Dwa kliknięcia i plik leci gdzie chcesz. WhatsApp wprowadza świetną nowość
AirDrop to jedna z rzeczy, która wyjątkowo dobrze udała się Apple. Gdy sam z niej korzystałem, to się nią zachwyciłem i najbardziej brakuje mi jej po powrocie do Androida. Na szczęście jest ratunek dla takich ludzi jak ja.
Podobno AirDrop oddziela ludzi od zwierząt, ale zostawmy te złośliwości na boku. System szybkiej i wygodnej wymiany plików pomiędzy urządzeniami ułatwia życie i sprawia, że jest to prostsze.

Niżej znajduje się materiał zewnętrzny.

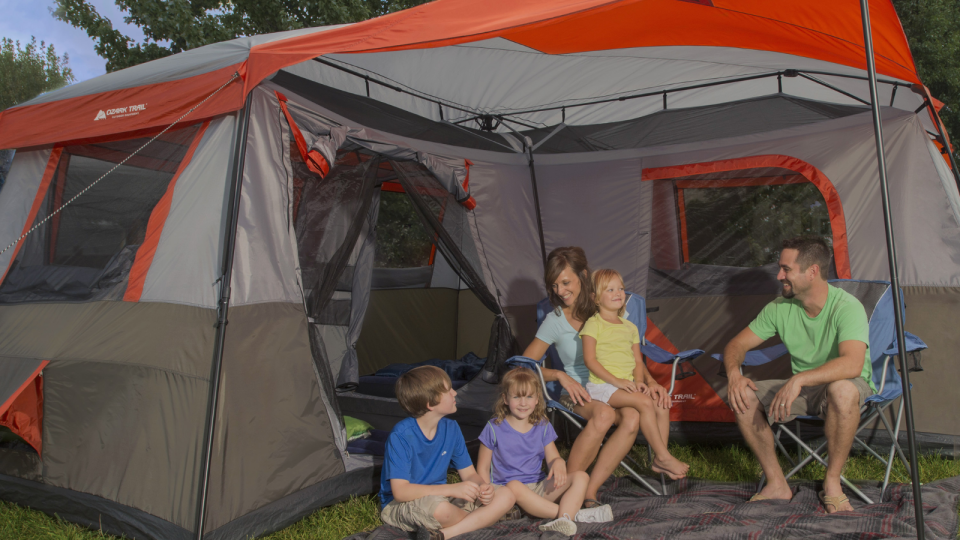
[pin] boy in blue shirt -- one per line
(414, 493)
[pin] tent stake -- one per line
(894, 276)
(233, 212)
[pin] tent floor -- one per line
(700, 509)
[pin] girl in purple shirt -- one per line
(515, 443)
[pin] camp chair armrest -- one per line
(913, 344)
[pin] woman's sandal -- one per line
(835, 502)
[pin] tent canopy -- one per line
(523, 57)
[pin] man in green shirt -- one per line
(826, 333)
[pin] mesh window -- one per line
(85, 251)
(721, 233)
(401, 239)
(744, 226)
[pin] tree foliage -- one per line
(933, 31)
(178, 25)
(30, 71)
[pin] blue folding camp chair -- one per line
(636, 312)
(877, 300)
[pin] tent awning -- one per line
(155, 94)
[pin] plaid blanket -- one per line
(700, 509)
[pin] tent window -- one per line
(744, 225)
(85, 252)
(720, 232)
(402, 241)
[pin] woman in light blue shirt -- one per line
(569, 288)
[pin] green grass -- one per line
(720, 463)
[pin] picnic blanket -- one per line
(701, 509)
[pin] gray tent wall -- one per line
(841, 148)
(128, 382)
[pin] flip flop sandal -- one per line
(832, 501)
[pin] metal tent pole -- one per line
(894, 276)
(230, 238)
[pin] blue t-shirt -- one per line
(517, 456)
(556, 331)
(410, 456)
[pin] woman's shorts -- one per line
(601, 392)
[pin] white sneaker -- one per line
(597, 514)
(562, 525)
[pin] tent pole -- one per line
(536, 200)
(230, 238)
(946, 145)
(894, 276)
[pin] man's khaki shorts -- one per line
(411, 515)
(812, 400)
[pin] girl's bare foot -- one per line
(671, 466)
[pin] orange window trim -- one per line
(37, 201)
(23, 410)
(834, 206)
(158, 217)
(314, 160)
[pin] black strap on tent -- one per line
(330, 277)
(502, 344)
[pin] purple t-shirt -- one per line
(517, 456)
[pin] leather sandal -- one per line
(832, 501)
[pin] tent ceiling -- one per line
(506, 78)
(660, 128)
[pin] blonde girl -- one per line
(618, 376)
(515, 443)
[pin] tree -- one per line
(933, 31)
(24, 74)
(179, 25)
(28, 72)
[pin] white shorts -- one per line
(601, 392)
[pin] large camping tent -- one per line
(667, 137)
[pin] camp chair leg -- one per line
(633, 474)
(783, 449)
(663, 477)
(895, 433)
(816, 456)
(799, 448)
(866, 447)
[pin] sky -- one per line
(24, 18)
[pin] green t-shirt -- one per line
(812, 341)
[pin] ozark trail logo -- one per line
(121, 112)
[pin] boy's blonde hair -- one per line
(600, 280)
(520, 381)
(422, 387)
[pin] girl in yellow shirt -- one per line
(618, 376)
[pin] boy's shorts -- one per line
(411, 515)
(812, 400)
(601, 392)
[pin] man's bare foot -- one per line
(835, 501)
(672, 467)
(781, 492)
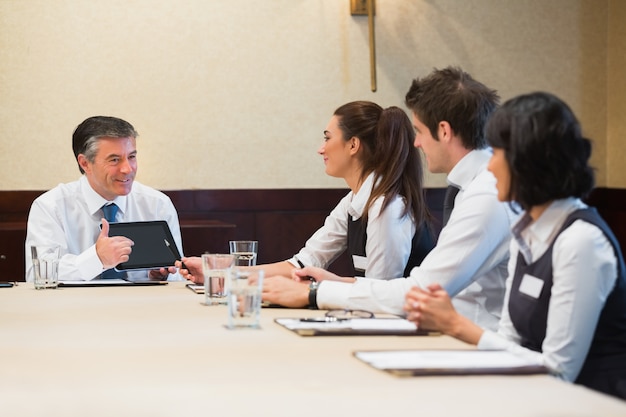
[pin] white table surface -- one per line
(157, 351)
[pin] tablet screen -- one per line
(150, 250)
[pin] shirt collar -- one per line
(525, 230)
(357, 204)
(95, 201)
(468, 167)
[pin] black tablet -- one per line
(154, 245)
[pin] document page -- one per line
(371, 326)
(449, 361)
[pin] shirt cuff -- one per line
(333, 294)
(88, 264)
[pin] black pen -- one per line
(302, 266)
(182, 264)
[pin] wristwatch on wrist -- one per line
(313, 294)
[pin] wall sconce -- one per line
(367, 7)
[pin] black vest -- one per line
(604, 368)
(422, 243)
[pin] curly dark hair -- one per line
(544, 148)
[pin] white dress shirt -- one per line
(469, 260)
(584, 273)
(69, 216)
(389, 235)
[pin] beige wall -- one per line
(235, 94)
(616, 137)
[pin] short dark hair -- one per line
(544, 148)
(453, 96)
(86, 135)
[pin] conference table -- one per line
(158, 351)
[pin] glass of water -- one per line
(245, 289)
(244, 251)
(215, 267)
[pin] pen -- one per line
(321, 319)
(182, 264)
(302, 266)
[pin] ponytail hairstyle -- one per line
(387, 137)
(399, 168)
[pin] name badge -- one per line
(360, 262)
(531, 286)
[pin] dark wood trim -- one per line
(281, 220)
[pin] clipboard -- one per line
(393, 326)
(110, 283)
(450, 362)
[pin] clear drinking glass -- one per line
(245, 251)
(45, 266)
(215, 267)
(244, 298)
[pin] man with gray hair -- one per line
(76, 216)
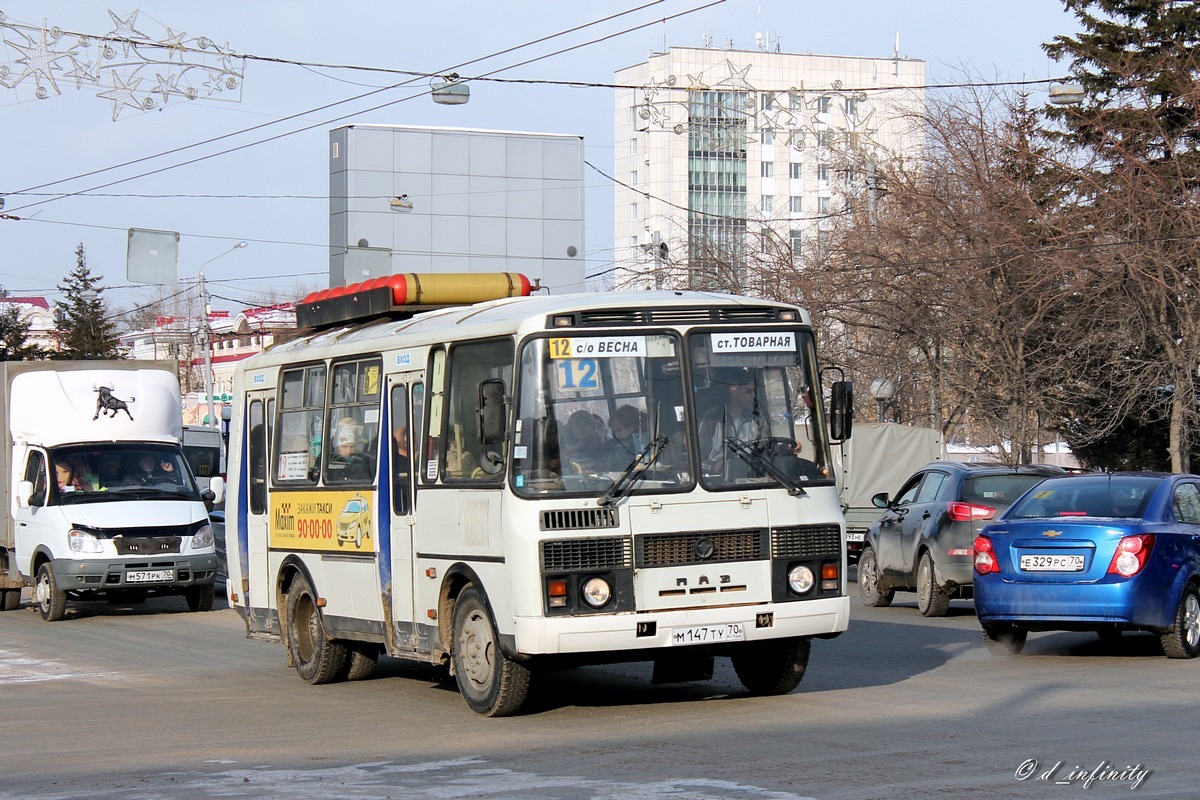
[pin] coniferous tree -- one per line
(1139, 133)
(84, 326)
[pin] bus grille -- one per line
(672, 549)
(579, 518)
(804, 541)
(575, 554)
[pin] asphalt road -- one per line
(150, 701)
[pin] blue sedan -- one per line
(1104, 553)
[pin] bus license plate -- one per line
(150, 576)
(1053, 563)
(708, 633)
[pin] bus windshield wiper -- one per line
(755, 458)
(641, 462)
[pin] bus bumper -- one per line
(657, 630)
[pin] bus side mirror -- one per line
(841, 410)
(491, 411)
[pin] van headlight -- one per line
(202, 539)
(81, 541)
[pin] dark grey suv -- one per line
(923, 541)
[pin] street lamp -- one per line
(882, 391)
(207, 330)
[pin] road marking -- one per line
(19, 668)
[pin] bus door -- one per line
(406, 398)
(255, 501)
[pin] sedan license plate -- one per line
(1053, 563)
(150, 576)
(709, 633)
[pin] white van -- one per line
(100, 500)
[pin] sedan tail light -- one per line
(985, 555)
(1132, 554)
(961, 511)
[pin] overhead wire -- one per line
(358, 97)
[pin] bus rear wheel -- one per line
(773, 667)
(317, 657)
(491, 683)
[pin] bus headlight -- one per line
(801, 579)
(203, 537)
(597, 593)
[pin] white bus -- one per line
(535, 481)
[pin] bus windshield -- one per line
(757, 419)
(600, 409)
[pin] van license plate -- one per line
(709, 633)
(150, 576)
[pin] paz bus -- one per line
(462, 470)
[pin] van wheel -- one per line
(317, 657)
(52, 601)
(199, 599)
(774, 667)
(869, 581)
(931, 600)
(1183, 639)
(11, 600)
(491, 683)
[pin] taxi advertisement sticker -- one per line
(323, 521)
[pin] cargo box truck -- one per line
(99, 499)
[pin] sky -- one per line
(270, 190)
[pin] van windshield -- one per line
(121, 470)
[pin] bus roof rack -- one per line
(402, 295)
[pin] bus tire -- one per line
(317, 657)
(10, 600)
(199, 599)
(360, 660)
(492, 684)
(772, 667)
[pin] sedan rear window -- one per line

Z racji posiadania kilku telefonów testowych jednocześnie, czasem sam muszę wysyłać pliki pomiędzy nimi i najczęściej robię to za pomocą maili lub messengera. Nie są to rozwiązania idealne, zajmują trochę czasu. podobnie jak uploadowanie wszystkiego do chmury.

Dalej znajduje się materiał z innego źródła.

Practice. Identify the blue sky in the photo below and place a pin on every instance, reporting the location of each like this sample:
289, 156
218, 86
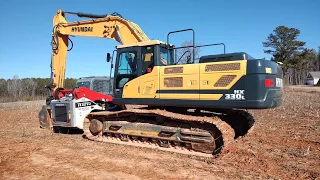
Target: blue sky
25, 32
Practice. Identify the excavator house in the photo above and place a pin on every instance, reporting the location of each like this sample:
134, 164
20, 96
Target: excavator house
194, 107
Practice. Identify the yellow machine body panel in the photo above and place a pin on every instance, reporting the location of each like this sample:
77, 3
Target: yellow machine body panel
179, 77
187, 82
220, 76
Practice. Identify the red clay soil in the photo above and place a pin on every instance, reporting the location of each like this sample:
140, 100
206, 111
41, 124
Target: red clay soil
284, 144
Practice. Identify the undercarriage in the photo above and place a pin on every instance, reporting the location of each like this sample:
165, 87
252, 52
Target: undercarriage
180, 130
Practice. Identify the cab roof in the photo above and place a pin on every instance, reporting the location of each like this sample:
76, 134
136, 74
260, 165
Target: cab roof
143, 43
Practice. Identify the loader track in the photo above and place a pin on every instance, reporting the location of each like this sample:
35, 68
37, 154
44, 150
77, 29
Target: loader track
199, 134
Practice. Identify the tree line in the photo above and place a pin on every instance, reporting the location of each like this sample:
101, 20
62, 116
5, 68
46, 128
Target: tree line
21, 89
296, 60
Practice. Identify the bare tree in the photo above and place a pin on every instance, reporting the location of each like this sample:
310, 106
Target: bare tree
14, 87
183, 53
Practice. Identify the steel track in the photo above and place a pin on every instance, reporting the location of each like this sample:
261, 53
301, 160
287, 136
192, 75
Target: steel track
227, 132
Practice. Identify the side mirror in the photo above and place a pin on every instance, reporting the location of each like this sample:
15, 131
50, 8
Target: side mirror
188, 59
108, 57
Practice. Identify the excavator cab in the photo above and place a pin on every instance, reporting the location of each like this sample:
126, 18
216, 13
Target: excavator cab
137, 60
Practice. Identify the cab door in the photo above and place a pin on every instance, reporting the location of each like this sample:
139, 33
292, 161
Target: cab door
148, 81
126, 73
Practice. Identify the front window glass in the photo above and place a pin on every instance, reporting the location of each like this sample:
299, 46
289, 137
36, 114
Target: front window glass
84, 83
128, 63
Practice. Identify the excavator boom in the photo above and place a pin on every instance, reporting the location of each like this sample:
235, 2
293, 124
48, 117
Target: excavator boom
111, 26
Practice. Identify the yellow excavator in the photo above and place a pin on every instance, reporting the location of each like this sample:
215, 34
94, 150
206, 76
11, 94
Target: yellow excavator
194, 108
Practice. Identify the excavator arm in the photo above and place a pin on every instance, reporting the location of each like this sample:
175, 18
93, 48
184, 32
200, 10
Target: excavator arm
111, 26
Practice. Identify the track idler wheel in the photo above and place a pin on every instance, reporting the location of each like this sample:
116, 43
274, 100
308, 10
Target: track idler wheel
95, 127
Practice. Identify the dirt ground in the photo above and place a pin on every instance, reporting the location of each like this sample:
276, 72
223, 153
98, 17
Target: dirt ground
284, 144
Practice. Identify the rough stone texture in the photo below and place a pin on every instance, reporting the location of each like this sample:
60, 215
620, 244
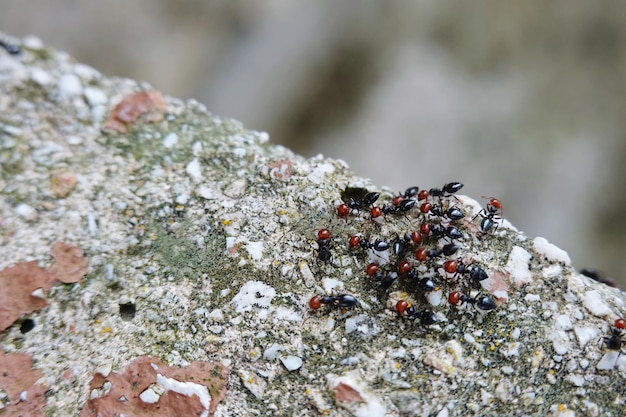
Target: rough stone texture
201, 243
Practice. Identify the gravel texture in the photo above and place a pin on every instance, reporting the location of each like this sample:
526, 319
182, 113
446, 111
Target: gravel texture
202, 242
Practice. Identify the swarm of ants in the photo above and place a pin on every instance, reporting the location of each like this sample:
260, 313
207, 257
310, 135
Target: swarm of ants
426, 257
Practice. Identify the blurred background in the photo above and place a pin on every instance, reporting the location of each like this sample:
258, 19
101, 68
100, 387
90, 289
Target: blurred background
522, 100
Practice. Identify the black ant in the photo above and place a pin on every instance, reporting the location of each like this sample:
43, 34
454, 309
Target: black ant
489, 215
454, 213
340, 301
399, 245
406, 309
367, 200
476, 273
451, 232
616, 339
323, 245
481, 301
11, 48
447, 190
598, 276
378, 245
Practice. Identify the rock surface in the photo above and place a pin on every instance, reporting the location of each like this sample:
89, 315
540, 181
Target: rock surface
204, 251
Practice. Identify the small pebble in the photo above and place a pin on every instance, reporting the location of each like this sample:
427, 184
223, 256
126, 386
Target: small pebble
69, 86
291, 363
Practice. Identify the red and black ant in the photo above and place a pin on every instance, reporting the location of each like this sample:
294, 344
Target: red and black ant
378, 245
476, 273
323, 245
616, 340
10, 47
480, 301
489, 214
406, 309
340, 301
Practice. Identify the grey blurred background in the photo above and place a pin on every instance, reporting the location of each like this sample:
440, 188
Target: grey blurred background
522, 100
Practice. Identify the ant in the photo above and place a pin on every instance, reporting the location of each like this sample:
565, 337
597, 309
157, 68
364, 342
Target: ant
480, 301
11, 48
406, 309
598, 276
378, 245
367, 200
340, 301
489, 214
447, 190
344, 209
451, 232
616, 339
323, 243
476, 273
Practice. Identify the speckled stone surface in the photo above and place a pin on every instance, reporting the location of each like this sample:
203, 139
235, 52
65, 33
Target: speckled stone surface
201, 238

Z tej ostatniej nie chcę korzystać przy mało istotnych rzeczach, bo wiem, że jeżeli coś tam wrzucę, to zabraknie mi chęci na późniejsze usunięcie. Dlatego siedzę i marnuję czas na przesyłanie plików, a tymczasem specjaliści z WhatsAppa wpadli na pomysł, żeby wprowadzić swoistego AirDropa do swojej aplikacji. Pomysł jest świetny.

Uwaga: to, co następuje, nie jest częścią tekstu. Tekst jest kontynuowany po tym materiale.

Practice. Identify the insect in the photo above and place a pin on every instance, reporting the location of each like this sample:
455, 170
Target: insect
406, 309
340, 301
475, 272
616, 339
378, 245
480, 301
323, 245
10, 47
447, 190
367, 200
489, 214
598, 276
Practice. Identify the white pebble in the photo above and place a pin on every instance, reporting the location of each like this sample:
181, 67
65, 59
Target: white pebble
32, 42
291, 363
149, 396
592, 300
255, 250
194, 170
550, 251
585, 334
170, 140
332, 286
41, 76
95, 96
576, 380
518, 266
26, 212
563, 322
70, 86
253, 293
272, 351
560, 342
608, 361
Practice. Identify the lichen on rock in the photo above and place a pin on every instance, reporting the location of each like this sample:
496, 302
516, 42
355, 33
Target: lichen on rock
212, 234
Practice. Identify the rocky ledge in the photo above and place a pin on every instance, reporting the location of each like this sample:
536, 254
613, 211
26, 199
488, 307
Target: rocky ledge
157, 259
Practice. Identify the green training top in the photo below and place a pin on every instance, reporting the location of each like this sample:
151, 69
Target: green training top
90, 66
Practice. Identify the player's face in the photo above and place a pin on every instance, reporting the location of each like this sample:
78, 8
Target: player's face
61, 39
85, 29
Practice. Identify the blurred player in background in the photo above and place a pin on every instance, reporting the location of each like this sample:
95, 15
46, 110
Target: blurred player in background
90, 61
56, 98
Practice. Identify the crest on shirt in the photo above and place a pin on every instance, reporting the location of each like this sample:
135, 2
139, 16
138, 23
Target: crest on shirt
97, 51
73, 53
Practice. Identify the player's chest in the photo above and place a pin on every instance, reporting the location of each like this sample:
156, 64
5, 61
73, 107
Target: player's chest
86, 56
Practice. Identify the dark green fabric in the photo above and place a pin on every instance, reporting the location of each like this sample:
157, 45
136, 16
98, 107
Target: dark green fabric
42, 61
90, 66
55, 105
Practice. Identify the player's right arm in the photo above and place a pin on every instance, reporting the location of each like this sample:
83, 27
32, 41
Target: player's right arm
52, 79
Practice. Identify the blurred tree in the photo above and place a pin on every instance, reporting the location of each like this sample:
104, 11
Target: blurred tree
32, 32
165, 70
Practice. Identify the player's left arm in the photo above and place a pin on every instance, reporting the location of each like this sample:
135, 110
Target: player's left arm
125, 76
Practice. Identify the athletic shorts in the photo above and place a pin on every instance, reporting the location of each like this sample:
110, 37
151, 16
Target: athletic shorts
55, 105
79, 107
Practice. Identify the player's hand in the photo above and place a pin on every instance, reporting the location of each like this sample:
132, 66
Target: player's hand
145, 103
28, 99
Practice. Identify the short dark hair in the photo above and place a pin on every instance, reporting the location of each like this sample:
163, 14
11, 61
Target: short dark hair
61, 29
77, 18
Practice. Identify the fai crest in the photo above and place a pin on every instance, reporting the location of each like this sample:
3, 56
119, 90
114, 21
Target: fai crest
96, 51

Więcej o WhatsAppie przeczytasz w:
WhatsApp testuje bezprzewodowe udostępnianie plików
Betatesterzy WhatsAppa uchylili właśnie rąbka tajemnicy, co czeka nas w nadchodzącej aktualizacji. To funkcja o nazwie Udostępnij w pobliżu.
Jak to działa? Wybieramy plik, który chcemy udostępnić, klikamy na opcje udostępniania, następnie wyszukujemy osoby, które są w pobliżu naszego urządzenia, potwierdzamy przesył, a osoba odbierająca go akceptuje za pomocą potrząśnięcia swoim telefonem. Kilka chwil później pliki są przeniesione.
Transfer jest zaszyfrowany, więc nie ma ryzyka przejęcia danych, ponadto nie udostępniamy innej osobie swojego numeru telefonu, więc nie musimy dodawać osoby, której chcemy coś wysłać do znajomych. Jedyny minus to to, że urządzenia muszą być blisko siebie, ale to jest raczej zrozumiałe.
Co warte podkreślenia - udostępnianie działa pomiędzy różnymi modelami, więc nie ma żadnego problemu, żeby przesłać coś z telefonu z Androidem na iPhone'a. Obecnie trwają testy tej funkcji, ale według betatesterów to kwestia maksymalnie kilku miesięcy.